WRT54GL OOM, dnsmasq and crond killed

If your problem doesn't fall into one of the other categories, report it here.

Moderator: Moderators

jdmulloy
Posts: 12
Joined: Thu May 27, 2010 5:36 pm

WRT54GL OOM, dnsmasq and crond killed

Post by jdmulloy »

I just installed Gargoyle 1.3.5 on my WRT54GL and installed it as the router for my apartment. The main reason I did this so I could use the QoS feature so that bittorrent wouldn't kill the connection for everyone. So far it seems to be working well but I experienced a crash, sort of. The OS was still up and I could get to the router through the web config and ssh just fine, but I couldn't get out to the internet. I took a look at the output of dmesg and found that dnsmasq was killed disabling DNS and DHCP. I think it ran out of memory. ip_conntrack also seemed to have some trouble. Are there any parameters I should adjust like "Max Connections" on the "firewall->connection limits" page? Do I simply not have enough RAM in my router for what I'm trying to do?

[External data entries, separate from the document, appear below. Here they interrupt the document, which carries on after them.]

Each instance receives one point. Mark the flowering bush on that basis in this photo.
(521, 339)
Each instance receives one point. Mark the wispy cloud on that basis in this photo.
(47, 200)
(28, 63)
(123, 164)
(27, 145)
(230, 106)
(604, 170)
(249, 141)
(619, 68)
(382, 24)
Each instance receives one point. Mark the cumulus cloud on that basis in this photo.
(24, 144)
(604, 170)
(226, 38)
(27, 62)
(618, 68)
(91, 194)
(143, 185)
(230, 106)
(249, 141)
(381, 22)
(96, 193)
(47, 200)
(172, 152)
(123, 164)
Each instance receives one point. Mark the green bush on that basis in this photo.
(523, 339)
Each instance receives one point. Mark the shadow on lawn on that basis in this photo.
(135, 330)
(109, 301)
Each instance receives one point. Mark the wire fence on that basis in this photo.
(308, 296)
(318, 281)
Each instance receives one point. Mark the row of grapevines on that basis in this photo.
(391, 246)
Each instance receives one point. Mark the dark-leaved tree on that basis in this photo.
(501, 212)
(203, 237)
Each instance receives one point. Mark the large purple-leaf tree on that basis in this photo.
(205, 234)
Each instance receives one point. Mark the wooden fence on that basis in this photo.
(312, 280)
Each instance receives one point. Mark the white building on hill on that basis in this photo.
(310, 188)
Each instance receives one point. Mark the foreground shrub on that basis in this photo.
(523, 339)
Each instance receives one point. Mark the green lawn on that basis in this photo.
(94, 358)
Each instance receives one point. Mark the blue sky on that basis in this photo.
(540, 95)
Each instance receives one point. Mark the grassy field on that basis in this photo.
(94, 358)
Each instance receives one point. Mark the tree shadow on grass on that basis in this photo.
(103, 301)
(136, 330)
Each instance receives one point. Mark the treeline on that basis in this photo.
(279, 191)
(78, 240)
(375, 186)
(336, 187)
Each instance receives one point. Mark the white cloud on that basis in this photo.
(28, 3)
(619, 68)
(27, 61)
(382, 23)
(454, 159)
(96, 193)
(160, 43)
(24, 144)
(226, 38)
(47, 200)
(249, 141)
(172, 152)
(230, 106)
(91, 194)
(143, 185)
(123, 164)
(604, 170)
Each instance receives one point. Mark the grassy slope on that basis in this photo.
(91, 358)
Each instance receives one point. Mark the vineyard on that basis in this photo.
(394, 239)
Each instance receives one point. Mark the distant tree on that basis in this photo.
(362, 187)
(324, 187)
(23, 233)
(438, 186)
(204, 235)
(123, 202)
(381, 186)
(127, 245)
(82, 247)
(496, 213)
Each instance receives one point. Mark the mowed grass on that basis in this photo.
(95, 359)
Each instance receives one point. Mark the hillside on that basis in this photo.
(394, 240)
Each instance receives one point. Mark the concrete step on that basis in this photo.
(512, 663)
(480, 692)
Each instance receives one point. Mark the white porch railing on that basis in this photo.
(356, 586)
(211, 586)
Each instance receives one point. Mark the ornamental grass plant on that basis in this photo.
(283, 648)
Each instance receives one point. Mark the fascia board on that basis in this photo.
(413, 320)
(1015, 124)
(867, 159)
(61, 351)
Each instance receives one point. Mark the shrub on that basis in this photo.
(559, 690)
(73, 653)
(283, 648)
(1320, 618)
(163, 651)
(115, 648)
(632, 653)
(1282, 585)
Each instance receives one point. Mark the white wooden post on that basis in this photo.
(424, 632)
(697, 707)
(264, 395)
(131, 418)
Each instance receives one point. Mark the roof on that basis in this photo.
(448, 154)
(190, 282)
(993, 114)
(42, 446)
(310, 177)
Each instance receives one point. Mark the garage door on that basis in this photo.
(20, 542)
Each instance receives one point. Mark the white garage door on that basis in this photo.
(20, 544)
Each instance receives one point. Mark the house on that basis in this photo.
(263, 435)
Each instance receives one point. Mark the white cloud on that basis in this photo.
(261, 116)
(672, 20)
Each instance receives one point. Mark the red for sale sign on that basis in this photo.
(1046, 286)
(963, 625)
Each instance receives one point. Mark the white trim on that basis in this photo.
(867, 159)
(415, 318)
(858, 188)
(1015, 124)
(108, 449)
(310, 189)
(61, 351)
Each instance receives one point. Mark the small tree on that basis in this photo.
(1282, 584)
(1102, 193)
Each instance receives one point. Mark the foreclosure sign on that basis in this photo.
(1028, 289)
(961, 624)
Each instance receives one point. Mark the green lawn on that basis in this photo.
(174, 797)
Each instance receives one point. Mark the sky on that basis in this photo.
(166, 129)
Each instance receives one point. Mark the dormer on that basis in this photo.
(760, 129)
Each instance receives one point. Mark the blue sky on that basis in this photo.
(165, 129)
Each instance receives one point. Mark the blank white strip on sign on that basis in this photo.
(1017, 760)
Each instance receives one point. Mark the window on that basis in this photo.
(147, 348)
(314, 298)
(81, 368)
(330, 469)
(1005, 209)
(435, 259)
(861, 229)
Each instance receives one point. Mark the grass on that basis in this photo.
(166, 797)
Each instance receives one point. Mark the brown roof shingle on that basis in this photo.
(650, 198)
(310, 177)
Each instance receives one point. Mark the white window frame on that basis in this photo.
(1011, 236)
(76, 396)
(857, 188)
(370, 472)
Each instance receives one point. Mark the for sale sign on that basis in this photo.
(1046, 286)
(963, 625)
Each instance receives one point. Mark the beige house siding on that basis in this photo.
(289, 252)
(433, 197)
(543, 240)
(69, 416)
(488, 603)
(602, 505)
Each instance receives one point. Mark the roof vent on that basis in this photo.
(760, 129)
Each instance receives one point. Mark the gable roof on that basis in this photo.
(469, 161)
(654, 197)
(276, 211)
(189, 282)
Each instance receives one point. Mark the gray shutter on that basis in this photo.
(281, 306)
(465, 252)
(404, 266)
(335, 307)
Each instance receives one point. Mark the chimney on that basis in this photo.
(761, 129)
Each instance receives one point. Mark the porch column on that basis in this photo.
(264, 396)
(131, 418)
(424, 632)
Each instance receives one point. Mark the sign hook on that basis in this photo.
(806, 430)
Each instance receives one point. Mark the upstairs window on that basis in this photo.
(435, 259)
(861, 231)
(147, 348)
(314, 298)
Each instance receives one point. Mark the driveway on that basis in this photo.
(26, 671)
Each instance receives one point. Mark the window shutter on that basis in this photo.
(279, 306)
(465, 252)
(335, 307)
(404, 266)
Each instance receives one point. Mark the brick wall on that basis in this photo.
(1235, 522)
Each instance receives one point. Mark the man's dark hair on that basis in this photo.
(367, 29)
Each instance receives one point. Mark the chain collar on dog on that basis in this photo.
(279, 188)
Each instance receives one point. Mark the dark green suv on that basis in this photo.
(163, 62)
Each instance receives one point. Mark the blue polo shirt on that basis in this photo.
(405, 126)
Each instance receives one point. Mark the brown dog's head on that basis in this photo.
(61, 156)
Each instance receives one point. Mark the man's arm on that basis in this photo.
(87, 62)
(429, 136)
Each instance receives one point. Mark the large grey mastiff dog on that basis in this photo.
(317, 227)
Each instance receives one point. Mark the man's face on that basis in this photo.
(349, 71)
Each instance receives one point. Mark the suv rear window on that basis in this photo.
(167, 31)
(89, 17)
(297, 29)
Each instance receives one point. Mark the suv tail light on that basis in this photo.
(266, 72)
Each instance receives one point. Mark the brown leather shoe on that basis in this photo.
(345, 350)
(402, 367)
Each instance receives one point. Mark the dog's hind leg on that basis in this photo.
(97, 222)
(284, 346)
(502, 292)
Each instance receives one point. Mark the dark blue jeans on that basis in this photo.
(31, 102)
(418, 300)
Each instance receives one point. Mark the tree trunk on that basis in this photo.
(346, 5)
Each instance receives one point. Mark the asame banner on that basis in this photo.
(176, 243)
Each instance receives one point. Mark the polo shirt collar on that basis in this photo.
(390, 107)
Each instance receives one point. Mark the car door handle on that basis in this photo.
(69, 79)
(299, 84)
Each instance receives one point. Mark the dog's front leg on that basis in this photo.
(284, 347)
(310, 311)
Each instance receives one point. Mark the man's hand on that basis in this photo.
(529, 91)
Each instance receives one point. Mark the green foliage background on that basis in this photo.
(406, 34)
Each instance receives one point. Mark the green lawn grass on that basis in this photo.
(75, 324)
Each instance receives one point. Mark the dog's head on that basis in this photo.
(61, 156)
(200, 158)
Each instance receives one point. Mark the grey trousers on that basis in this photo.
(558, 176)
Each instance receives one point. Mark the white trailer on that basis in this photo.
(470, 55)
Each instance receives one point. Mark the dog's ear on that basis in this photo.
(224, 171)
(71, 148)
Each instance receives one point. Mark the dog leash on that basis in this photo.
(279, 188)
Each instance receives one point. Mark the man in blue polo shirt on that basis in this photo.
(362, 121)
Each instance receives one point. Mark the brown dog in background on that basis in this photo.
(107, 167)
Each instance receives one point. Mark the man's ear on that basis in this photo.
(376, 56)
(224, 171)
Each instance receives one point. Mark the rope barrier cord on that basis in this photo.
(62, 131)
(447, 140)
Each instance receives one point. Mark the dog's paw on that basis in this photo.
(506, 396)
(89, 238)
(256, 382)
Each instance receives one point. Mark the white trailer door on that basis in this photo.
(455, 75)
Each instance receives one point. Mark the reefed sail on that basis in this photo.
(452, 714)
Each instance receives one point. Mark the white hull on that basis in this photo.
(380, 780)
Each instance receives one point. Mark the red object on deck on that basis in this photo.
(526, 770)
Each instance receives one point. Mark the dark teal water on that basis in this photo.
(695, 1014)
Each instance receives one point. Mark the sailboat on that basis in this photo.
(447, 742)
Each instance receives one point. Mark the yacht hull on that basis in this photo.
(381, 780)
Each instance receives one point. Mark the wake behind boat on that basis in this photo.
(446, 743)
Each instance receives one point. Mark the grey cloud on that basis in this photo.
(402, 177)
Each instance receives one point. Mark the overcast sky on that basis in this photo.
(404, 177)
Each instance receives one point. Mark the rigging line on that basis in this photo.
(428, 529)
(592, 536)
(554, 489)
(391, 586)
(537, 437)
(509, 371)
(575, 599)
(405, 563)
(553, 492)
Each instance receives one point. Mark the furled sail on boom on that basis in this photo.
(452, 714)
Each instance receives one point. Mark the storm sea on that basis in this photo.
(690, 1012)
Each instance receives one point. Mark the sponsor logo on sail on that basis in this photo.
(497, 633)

I saved the entire dmesg output but I'll just post the interesting bits here. Let me know if you want me to post the full output or upload it somewhere.

Code: Select all

ip_conntrack: table full, dropping packet.
ip_conntrack: table full, dropping packet.
ip_conntrack: table full, dropping packet.
NET: 24 messages suppressed.
ip_conntrack: table full, dropping packet.
NET: 30 messages suppressed.
ip_conntrack: table full, dropping packet.

Code: Select all

__alloc_pages: 0-order allocation failed (gfp=0x1d2/0)
__alloc_pages: 0-order allocation failed (gfp=0x1d2/0)
VM: killing process crond
__alloc_pages: 0-order allocation failed (gfp=0x1d2/0)
__alloc_pages: 0-order allocation failed (gfp=0x1d2/0)
__alloc_pages: 0-order allocation failed (gfp=0x1d2/0)
__alloc_pages: 0-order allocation failed (gfp=0x1d2/0)
__alloc_pages: 0-order allocation failed (gfp=0x1d2/0)
__alloc_pages: 0-order allocation failed (gfp=0x1d2/0)
__alloc_pages: 0-order allocation failed (gfp=0x1d2/0)
VM: killing process dnsmasq

jdmulloy
Posts: 12
Joined: Thu May 27, 2010 5:36 pm

Re: WRT54GL OOM, dnsmasq and crond killed

Post by jdmulloy »

Code: Select all

root@gateway:~# free   
              total         used         free       shared      buffers
  Mem:        14336        13684          652            0         1536
 Swap:            0            0            0
Total:        14336        13684          652
I just rebooted the router and it already low on memory. Maybe I just need a router with more RAM. I just bought a couple of the Gargoyle pocket routers, so I could rig something up but I'd hate to put all my internet access through wifi, although most of the traffic is already over wifi.

pbix
Developer
Posts: 1373
Joined: Fri Aug 21, 2009 5:09 pm

Re: WRT54GL OOM, dnsmasq and crond killed

Post by pbix »

Yeah there appears to be issues running Gargoyle on the WRT54GL. I have one and am investigating myself. In the short term make sure you disable the active congestion controller and all your Quota rules. Then I think the rest of QoS should work OK.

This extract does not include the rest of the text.